The Employee Assistance Program is designed to help employees with personal problems which might affect their job performance and also to help supervisors deal more effectively with such employees. The program does not prevent you as a supervisor from taking the appropriate disciplinary actions. It does allow the supervisor to make an offer of assistance in dealing with performance problems.

There is always a greater possibility of success if the employee receives the needed help in the early stages of the problem. You are therefore encouraged to make appropriate referrals to the E.A.P. as soon as possible. This will prevent further deterioration of the job performance and the employee’s problems. (back to TOPback to TOP)

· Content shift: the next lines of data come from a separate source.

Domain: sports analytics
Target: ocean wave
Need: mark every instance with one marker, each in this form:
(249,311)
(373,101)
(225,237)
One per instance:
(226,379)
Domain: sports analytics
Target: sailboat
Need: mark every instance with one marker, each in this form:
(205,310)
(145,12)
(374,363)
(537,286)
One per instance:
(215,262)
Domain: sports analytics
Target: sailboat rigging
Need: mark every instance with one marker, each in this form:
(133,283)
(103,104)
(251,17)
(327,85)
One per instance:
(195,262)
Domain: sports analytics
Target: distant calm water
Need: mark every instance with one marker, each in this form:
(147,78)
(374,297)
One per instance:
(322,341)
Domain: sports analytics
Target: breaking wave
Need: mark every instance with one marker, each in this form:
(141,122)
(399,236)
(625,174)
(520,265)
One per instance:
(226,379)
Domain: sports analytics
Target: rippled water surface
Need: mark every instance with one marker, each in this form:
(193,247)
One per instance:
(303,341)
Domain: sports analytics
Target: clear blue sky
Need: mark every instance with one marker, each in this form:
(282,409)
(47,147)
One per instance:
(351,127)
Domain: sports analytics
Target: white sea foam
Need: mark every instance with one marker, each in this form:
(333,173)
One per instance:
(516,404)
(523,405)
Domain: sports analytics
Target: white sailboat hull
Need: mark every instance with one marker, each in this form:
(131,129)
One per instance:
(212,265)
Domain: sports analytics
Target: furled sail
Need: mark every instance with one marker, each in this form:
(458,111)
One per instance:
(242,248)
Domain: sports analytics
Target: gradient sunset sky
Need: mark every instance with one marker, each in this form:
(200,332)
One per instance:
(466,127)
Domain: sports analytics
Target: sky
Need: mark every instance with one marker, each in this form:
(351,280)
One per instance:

DO’S AND DON’TS FOR SUPERVISORS

DO’S:

· Do make it clear that the Agency is concerned only with job performance. Unless job performance improves, the job is in jeopardy.
· Do make sure that your employee clearly understands what is expected from him/her in work performance and attendance.
· Do monitor the employee’s performance to observe any change in work or behavior patterns.
· Do document all unacceptable behavior, attendance and job performance that fails to meet established standards.
· Do intervene if the performance does not improve.
· Do explain that the E.A.P. is an employee benefit provided by the Agency. The employee must decide, however, whether or not to seek assistance.
· Do emphasize that all aspects are completely confidential.
· Do remember that some personal problems often get worse. It is better to err on the side of early intervention than to wait too long.

DON’TS:

· Don’t try to diagnose the personal problems.
· Don’t “moralize.” Restrict criticism to job performance or attendance.
· Don’t be misled by sympathy evoking tactics which may interfere with the employee getting the professional help he/she needs.
· Don’t “cover up” for an employee. Your misguided kindness can lead to a serious delay in overcoming their problem.
· Don’t be fooled by a “let me do it myself” appeal.
· Don’t dismiss previously satisfactory employees without first offering help through E.A.P. The possibility exists that the unsatisfactory performance is due to personal problems. (back to TOPback to TOP)


FINALLY…

These procedures suggested for the supervisor have several advantages: 1) they make it clear that the supervisor has no need to get overly involved in his employee’s personal problems; 2) they limit the supervisor’s disciplinary action to correcting unsatisfactory job performance, not to correcting people for having had a problem; 3) they give the supervisor specific direction on how to deal effectively with problems which may have caused him/her a great deal of difficulty in the past. Again, a supervisor need never step out of his/her role of being a supervisor. Supervisors are paid to observe job performance and, if there is a continuing problem, to correct it. This policy and procedure can be put to good use for both the employer and the employee’s mutual benefit.